Schließlich gelang es Lego sogar, im boomenden Bereich der Action Heros und Fantasy-Figuren erfolgreich Fuß zu fassen: Mit der Produktreihe »Bionicle« für ältere Kinder verstand man, dass nicht die Figuren allein die Fantasie beflügeln, sondern dass es Geschichten sind, die erzählt werden müssen. Auch im digitalen Bereichen musste Lego über seinen Schatten springen: Als der Programmiercode der Roboter-Serie »Mindstorms« geknackt wurde, erkannte man nach einem anfänglichen Schock das Potenzial und ließ Hacker ran, um das Produkt zu verbessern. Im analogen Bereich verhielt sich Lego ebenso innovativ, etwa mit der »Lego Architecture«-Serie mit Modellen von berühmten Architektur-Ikonen, die eindeutig Erwachsene ansprechen. Und die nächste Herausforderung wartet bereits: der 3D-Druck. Wie ändert sich Legos Geschäftsmodell, wenn es billiger wird, virtuell Gebautes real auszudrucken, anstatt fertige Sets beim Händler zu kaufen?
The Lego Movie
Vorläufig gibt es ein Happy End für das Traditionsunternehmen. Lego hatte in den vergangenen Jahren wieder ein rasantes Wachstum zu verzeichnen, scheint moderner denn je. Der Film kommt also zur rechten Zeit. Die Marke strahlt geradezu jungfräulich. Und schafft es einmal mehr, Widersprüchliches zu vereinen: Die Kapitalismus-Kritik im Lego-Film kommt gut an, obwohl Lego selbst als weltweite Nummer 3 des Spielesektors ein mächtiger Teil des Systems ist. Dass man sich gegenüber »kriegerischen« Figuren und Settings geöffnet hat – so what? Das haben andere auch. Selbst die zunehmende Skepsis gegenüber Plastikspielzeug scheint Lego nicht zu tangieren – immerhin lässt Lego in Europa produzieren. Klischeehafte Produktserien wie »Lego Friends«, die speziell für Mädchen konzipiert sind, gehen problemlos durch (siehe auch den Artikel zu Gender Design). Dabei sollte man gerade bei einem skandinavischen Unternehmen diesbezüglich mehr Sensibilität erwarten, oder ist das ein naiver Wunsch?

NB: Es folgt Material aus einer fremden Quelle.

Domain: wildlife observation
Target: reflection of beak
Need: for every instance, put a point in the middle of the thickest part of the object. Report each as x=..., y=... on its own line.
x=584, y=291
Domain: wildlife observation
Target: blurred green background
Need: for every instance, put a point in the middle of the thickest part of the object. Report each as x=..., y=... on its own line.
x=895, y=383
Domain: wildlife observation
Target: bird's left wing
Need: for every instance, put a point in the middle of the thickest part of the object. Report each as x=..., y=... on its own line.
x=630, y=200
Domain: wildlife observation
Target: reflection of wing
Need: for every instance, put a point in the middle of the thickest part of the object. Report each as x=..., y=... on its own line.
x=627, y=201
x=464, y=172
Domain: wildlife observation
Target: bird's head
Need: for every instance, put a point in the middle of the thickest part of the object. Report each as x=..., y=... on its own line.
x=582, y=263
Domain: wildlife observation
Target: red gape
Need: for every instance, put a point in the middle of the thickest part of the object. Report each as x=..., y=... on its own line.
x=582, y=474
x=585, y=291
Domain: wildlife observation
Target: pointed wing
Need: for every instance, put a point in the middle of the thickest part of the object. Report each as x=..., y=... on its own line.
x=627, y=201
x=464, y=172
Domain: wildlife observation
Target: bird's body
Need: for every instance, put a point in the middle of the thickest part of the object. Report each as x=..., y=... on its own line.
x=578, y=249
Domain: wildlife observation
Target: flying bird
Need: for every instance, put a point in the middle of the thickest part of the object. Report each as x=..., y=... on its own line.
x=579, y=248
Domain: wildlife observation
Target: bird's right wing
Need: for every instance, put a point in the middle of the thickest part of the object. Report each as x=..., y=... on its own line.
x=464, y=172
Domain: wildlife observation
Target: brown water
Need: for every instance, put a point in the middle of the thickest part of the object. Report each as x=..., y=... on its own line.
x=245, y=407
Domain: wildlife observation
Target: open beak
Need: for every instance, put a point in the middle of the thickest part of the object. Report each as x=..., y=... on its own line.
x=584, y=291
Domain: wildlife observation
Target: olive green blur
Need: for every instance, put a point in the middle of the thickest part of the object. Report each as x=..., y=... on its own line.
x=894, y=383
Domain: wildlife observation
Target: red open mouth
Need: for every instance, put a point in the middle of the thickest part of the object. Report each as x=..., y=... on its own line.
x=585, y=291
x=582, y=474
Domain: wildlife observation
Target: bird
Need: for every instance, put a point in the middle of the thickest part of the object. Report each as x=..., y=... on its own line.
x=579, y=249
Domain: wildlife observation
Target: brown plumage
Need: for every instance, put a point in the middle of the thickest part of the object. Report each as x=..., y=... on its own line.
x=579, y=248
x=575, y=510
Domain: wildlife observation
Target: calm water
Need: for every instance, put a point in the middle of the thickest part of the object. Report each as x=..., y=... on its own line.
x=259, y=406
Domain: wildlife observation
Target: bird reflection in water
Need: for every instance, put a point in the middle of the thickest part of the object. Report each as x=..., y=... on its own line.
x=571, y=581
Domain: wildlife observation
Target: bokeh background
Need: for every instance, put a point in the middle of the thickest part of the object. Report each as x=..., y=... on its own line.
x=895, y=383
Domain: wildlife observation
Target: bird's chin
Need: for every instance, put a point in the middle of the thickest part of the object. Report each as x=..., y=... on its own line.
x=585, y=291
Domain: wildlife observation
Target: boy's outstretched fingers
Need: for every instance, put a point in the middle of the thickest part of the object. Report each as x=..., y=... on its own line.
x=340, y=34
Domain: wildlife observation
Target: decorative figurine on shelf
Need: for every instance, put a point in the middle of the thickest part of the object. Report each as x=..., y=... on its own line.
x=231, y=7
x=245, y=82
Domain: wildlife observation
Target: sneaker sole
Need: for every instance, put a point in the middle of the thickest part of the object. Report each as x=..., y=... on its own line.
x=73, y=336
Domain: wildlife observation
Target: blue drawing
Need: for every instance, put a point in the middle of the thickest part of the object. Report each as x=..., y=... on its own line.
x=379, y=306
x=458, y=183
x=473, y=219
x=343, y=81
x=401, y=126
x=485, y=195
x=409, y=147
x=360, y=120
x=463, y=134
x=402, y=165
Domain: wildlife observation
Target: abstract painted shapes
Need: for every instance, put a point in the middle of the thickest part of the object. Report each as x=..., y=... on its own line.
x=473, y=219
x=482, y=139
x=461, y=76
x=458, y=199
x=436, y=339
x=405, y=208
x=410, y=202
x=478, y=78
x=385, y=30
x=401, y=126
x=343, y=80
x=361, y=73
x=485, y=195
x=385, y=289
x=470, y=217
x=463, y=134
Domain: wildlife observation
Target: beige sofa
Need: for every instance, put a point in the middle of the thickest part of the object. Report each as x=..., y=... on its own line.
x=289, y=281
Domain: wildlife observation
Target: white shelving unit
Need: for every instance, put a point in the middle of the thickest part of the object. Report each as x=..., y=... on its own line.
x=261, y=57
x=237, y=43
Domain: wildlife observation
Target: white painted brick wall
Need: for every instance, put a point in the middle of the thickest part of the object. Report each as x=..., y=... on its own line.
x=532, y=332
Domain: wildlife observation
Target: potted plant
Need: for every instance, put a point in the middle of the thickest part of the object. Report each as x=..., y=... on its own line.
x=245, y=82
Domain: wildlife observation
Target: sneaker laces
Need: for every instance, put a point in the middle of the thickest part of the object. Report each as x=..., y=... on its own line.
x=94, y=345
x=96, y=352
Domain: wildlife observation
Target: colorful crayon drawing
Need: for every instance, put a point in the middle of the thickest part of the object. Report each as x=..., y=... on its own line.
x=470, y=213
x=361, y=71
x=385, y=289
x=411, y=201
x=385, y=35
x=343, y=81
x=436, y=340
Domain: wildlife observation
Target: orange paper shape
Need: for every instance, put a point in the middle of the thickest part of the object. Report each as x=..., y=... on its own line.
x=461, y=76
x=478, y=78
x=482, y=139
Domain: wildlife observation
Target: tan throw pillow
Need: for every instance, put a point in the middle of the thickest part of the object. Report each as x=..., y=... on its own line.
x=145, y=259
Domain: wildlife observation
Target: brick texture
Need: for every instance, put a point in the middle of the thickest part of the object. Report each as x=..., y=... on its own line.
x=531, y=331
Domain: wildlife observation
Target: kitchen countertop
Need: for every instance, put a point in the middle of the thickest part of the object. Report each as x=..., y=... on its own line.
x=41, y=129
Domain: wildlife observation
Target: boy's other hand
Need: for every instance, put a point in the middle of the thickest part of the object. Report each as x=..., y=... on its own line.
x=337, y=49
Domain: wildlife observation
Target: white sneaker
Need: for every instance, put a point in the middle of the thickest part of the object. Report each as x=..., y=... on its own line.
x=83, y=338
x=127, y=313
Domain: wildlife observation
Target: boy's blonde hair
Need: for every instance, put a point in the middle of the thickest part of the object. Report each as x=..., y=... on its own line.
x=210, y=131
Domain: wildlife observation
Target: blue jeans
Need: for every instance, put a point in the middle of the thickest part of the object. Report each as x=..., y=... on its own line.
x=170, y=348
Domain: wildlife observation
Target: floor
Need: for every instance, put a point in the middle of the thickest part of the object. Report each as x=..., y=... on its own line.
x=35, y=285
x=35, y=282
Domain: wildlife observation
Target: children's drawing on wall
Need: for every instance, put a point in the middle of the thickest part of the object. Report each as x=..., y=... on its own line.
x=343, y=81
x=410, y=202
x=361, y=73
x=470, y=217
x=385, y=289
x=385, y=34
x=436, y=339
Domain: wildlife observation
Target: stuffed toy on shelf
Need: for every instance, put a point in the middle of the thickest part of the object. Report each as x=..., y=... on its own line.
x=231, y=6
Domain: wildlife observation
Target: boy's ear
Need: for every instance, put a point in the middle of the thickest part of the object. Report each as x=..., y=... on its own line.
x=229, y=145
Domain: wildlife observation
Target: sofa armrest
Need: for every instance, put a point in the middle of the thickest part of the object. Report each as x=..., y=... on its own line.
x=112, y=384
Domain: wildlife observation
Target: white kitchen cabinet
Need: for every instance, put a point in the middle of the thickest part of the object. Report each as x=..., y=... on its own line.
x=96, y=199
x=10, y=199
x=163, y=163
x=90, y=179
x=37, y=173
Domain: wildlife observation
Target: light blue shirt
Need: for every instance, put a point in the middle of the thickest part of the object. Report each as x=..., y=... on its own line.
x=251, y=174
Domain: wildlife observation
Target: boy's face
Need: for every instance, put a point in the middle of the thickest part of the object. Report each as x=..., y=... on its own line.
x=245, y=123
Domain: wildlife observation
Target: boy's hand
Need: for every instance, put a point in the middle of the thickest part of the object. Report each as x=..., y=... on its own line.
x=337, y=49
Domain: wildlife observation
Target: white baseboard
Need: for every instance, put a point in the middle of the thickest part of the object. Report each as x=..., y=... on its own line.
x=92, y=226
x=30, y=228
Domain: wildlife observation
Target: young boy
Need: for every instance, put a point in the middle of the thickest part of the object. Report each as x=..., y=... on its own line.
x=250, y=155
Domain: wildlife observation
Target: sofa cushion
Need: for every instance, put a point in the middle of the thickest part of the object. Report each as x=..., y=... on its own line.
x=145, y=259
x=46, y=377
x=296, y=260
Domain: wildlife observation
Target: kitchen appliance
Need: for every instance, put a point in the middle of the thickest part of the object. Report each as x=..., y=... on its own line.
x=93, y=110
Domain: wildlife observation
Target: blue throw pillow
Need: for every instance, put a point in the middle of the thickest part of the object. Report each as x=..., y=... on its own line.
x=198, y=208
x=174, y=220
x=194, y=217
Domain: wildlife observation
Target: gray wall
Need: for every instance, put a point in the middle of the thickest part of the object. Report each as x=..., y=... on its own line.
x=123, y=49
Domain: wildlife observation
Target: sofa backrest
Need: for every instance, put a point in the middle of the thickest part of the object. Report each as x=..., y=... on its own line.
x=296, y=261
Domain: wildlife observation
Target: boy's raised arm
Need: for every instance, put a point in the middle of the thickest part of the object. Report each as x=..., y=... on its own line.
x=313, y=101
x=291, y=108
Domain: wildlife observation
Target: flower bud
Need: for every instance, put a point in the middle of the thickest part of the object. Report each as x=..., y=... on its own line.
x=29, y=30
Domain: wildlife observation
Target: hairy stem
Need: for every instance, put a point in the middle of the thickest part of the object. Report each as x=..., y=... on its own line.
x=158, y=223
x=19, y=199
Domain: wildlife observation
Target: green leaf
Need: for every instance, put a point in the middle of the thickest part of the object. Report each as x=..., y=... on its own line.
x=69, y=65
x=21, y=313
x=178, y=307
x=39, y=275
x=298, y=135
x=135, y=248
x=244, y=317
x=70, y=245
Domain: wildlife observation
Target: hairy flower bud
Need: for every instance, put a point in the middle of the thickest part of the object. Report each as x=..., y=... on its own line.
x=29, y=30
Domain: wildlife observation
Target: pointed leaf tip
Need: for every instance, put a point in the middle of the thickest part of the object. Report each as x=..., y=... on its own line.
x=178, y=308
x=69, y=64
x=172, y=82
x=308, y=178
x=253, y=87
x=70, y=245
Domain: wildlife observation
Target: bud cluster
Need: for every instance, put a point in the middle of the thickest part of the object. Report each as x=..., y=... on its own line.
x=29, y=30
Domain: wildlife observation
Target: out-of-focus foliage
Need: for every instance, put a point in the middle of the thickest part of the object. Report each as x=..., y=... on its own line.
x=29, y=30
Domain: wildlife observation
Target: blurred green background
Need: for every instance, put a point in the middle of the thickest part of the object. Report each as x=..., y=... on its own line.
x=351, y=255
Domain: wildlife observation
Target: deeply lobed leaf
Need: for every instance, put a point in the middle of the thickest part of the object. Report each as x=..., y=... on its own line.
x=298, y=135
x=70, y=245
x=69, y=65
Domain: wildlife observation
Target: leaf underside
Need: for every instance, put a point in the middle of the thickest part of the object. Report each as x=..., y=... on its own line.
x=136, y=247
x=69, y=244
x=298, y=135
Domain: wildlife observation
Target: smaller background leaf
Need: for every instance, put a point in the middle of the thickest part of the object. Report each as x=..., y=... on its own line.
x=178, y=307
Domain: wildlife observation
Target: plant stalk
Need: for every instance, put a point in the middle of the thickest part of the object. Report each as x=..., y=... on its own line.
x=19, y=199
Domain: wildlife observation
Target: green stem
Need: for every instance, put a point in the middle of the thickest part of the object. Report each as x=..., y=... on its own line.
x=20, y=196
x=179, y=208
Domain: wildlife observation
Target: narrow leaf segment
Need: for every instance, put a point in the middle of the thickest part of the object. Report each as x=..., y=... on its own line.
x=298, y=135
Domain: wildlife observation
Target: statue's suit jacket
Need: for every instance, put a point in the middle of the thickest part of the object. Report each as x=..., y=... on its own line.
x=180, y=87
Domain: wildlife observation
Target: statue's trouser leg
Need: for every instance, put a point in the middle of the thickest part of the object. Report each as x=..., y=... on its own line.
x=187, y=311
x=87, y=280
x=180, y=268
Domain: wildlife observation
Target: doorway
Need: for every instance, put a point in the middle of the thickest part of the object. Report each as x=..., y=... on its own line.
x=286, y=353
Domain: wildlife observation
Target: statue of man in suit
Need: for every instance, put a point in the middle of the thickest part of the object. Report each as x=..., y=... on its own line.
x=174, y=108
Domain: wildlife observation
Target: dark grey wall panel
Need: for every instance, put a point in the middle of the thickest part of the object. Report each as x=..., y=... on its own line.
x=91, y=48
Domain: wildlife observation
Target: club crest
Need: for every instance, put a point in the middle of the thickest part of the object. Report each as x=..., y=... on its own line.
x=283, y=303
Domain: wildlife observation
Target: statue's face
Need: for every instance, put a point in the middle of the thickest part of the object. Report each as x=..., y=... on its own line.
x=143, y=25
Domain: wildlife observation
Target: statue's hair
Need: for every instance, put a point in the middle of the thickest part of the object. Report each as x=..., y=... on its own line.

»Legos Image ist unantastbar«, so Ernst Strouhal. »Es kommt nicht aus einem Schurkenstaat. Es ist politisch neutral, weil es dänisch ist. Von dort ist noch nie etwas Böses gekommen. Lego verkörpert die Sauberkeit der Moderne.« Alles ist clean, so wie die meisten »Kunstwerke«, die mit Lego gebaut und global abgefeiert werden. Meist handelt es sich dabei um riesige Bauwerke mit 150.000 Bausteinen oder sonstigen Rekorden. Da staunen Papa und der Sohnemann und vielleicht auch die Tochter und Mama. Umso empörter die Reaktionen, als der polnische Künstler Zbigniew Libera Ende der 90er Jahre aus Lego einen Bausatz für ein Konzentrationslager kreierte. Ein Tabubruch. Sowas darf man nicht tun, schon gar nicht mit Lego. Dabei hieß es doch immer, mit Lego könne und dürfe man alles machen. Außer: einzelne Bausteine auf dem Boden liegen lassen. Spätestens dann weiß man: Lego kann auch wehtun.
Buchtipp: »Das Imperium der Steine. Wie Lego den Kampf ums Kinderzimmer gewann« gibt einen ebenso umfassenden wie faszinierenden Einblick in die Welt von Lego. Das Buch des amerikanischen Innovationsexperten David C. Robertson setzt den Schwerpunkt auf den Turnaround des dänischen Konzerns, ist aber weit mehr als eine bloße Management-Studie. Gespickt mit Hintergrundinformationen, liefert es ein ebenso intimes wie spannendes Porträt des Lego-Universums. Erschienen im Campus Verlag.